The challenge in the current health care commissioning and financial climate in the United Kingdom is to ensure that DVA is made visible, with IRIS programmes prioritised in local health policy and wider needs assessments. IRIS offers a cost effective and evidence-based solution along with simple, specialised and effective referral pathways. It should be funded and sustained as routinely as other health care services.

This is the first study that quantifies the impact and significance of disrupting a system-level programme that offers support to woman who experience DVA outside of a trial setting. The analysis we report here extends our previous multi-disciplinary research utilising a rich data set of DVA referrals from a large number of practices across multiple London boroughs [17, 19]. We have applied ITS and non-linear regression analysis to make predictions from a data set comprising of DVA referrals from a large number of practices across two London boroughs. This is accepted as a robust and efficient method for evaluation of public health and primary care evaluations [22, 23].

Whilst regression modelling is useful in drawing conclusion for the duration of the study where fitted curves mimic the data, the presence of turning points in the non-linear fits makes them unreliable for prediction beyond the period for which data are available. An alternative would be to develop and utilise dynamic temporal models that use the data to calibrate the equations to the historic pattern, and then be used to make future prediction.
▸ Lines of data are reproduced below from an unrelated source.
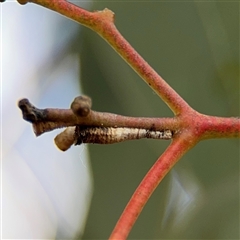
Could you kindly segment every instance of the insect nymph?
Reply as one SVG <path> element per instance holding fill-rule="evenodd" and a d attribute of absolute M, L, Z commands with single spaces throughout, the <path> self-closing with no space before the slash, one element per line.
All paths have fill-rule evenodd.
<path fill-rule="evenodd" d="M 126 140 L 141 138 L 165 139 L 173 137 L 171 130 L 153 131 L 142 128 L 127 127 L 68 127 L 65 131 L 58 134 L 55 143 L 59 149 L 66 151 L 71 145 L 82 143 L 112 144 Z"/>
<path fill-rule="evenodd" d="M 111 144 L 141 138 L 167 139 L 167 140 L 172 138 L 172 132 L 170 130 L 152 131 L 142 128 L 126 128 L 126 127 L 82 128 L 80 126 L 76 126 L 75 135 L 76 135 L 75 145 L 81 143 Z"/>

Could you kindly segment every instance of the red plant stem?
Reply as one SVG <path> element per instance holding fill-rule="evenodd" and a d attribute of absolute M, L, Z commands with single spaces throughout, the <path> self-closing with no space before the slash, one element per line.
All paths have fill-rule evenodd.
<path fill-rule="evenodd" d="M 22 4 L 27 2 L 26 0 L 18 1 Z M 63 123 L 64 126 L 69 124 L 69 121 L 71 124 L 79 121 L 81 124 L 91 122 L 91 124 L 95 125 L 96 123 L 96 126 L 115 127 L 117 125 L 123 127 L 127 124 L 128 127 L 146 128 L 147 126 L 147 128 L 162 128 L 175 131 L 173 142 L 147 173 L 110 236 L 110 239 L 126 239 L 157 185 L 183 154 L 203 139 L 239 137 L 240 119 L 212 117 L 193 110 L 123 38 L 114 25 L 114 14 L 110 10 L 105 9 L 91 13 L 67 1 L 32 0 L 32 2 L 61 13 L 97 32 L 145 80 L 176 115 L 172 119 L 147 119 L 91 111 L 88 117 L 78 119 L 76 116 L 73 117 L 70 112 L 66 112 L 69 110 L 59 113 L 59 110 L 48 109 L 48 116 L 53 114 L 50 117 L 53 122 L 57 122 L 62 118 L 63 121 L 60 121 L 60 124 Z M 47 124 L 51 125 L 52 121 L 47 122 Z"/>
<path fill-rule="evenodd" d="M 25 0 L 19 0 L 21 4 Z M 30 2 L 30 1 L 29 1 Z M 32 0 L 31 2 L 85 25 L 97 32 L 119 55 L 139 74 L 139 76 L 163 99 L 175 115 L 188 104 L 177 94 L 158 73 L 126 41 L 114 25 L 114 14 L 108 9 L 89 12 L 67 1 Z"/>
<path fill-rule="evenodd" d="M 182 155 L 195 145 L 195 142 L 192 142 L 190 145 L 187 139 L 187 136 L 174 139 L 159 157 L 134 192 L 109 239 L 123 240 L 127 238 L 132 226 L 155 188 Z"/>

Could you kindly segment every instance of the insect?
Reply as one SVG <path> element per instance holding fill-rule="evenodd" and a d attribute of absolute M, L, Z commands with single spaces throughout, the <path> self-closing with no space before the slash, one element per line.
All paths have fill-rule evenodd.
<path fill-rule="evenodd" d="M 71 145 L 82 143 L 112 144 L 141 138 L 170 140 L 171 130 L 153 131 L 142 128 L 127 127 L 68 127 L 56 136 L 55 143 L 59 149 L 66 151 Z"/>
<path fill-rule="evenodd" d="M 80 126 L 76 126 L 75 135 L 76 135 L 75 145 L 79 145 L 81 143 L 111 144 L 141 138 L 153 138 L 153 139 L 172 138 L 172 132 L 170 130 L 152 131 L 141 128 L 126 128 L 126 127 L 82 128 Z"/>

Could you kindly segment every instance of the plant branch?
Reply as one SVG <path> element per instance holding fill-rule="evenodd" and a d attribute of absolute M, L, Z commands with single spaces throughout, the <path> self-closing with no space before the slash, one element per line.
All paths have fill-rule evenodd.
<path fill-rule="evenodd" d="M 38 109 L 28 99 L 20 100 L 18 106 L 22 110 L 23 118 L 33 124 L 36 136 L 57 128 L 76 125 L 144 128 L 156 131 L 166 129 L 175 131 L 179 128 L 178 122 L 174 118 L 127 117 L 93 110 L 90 110 L 87 116 L 77 116 L 72 109 Z"/>
<path fill-rule="evenodd" d="M 192 142 L 190 145 L 188 140 L 190 140 L 191 137 L 186 136 L 186 133 L 184 133 L 184 135 L 184 137 L 178 136 L 173 140 L 146 174 L 124 209 L 109 239 L 119 240 L 127 238 L 132 226 L 155 188 L 174 164 L 196 144 L 196 142 Z"/>
<path fill-rule="evenodd" d="M 163 99 L 175 115 L 188 104 L 180 97 L 158 73 L 126 41 L 114 25 L 114 13 L 109 9 L 89 12 L 67 1 L 59 0 L 18 0 L 25 4 L 33 2 L 56 11 L 97 32 L 111 47 L 140 75 L 140 77 Z"/>
<path fill-rule="evenodd" d="M 18 1 L 21 4 L 28 2 L 26 0 Z M 223 137 L 239 138 L 240 119 L 207 116 L 192 109 L 123 38 L 114 25 L 114 13 L 110 10 L 89 12 L 62 0 L 32 0 L 31 2 L 56 11 L 97 32 L 175 114 L 173 118 L 135 118 L 96 112 L 91 110 L 91 101 L 86 97 L 76 98 L 71 109 L 38 109 L 27 99 L 19 102 L 23 118 L 33 124 L 37 136 L 56 128 L 69 127 L 55 138 L 55 141 L 60 142 L 60 145 L 63 146 L 63 150 L 66 150 L 75 141 L 76 129 L 79 130 L 79 127 L 82 126 L 87 127 L 87 130 L 78 132 L 81 137 L 80 142 L 86 140 L 83 141 L 85 134 L 98 134 L 96 132 L 103 134 L 104 127 L 139 128 L 148 131 L 170 130 L 171 136 L 168 136 L 173 138 L 172 143 L 159 157 L 133 194 L 110 237 L 110 239 L 117 240 L 126 239 L 147 200 L 174 164 L 200 140 Z M 88 127 L 96 128 L 88 129 Z M 112 134 L 117 132 L 115 130 L 109 132 Z M 128 134 L 128 131 L 125 132 Z M 140 131 L 137 129 L 135 132 L 138 134 Z M 149 132 L 141 131 L 141 133 L 149 136 Z M 163 133 L 158 134 L 162 136 Z M 67 139 L 67 143 L 62 143 L 62 139 Z M 88 140 L 88 142 L 95 141 L 93 138 Z M 105 139 L 103 142 L 106 142 Z"/>

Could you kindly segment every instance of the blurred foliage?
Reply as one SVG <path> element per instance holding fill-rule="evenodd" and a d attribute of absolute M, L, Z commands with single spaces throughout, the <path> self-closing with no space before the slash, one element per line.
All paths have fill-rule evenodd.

As further data on the DVA referrals in IRIS implementation settings become available, further analysis can explore the longer-term impact of the intervention. Comparing IRIS implementation across different settings would be an interesting extension of this work. Furthermore, evaluating adapted versions of the IRIS model that are currently being piloted is a feasible extension of this work. For example, following a successful pilot in two sexual health clinics, further work is ongoing to develop this into a commissionable service [24, 25].

Conclusions

Disrupting the IRIS primary healthcare domestic violence programme substantially reduced the rate of referrals to DVA service providers. Our work yields important lessons for the implementation of health care-based DVA programmes in general and specifically for future IRIS implementation in the UK, revealing the negative and enduring impact of disrupting a primary care service for woman who experience DVA, highlighting the need for continual support and funding of such service provision.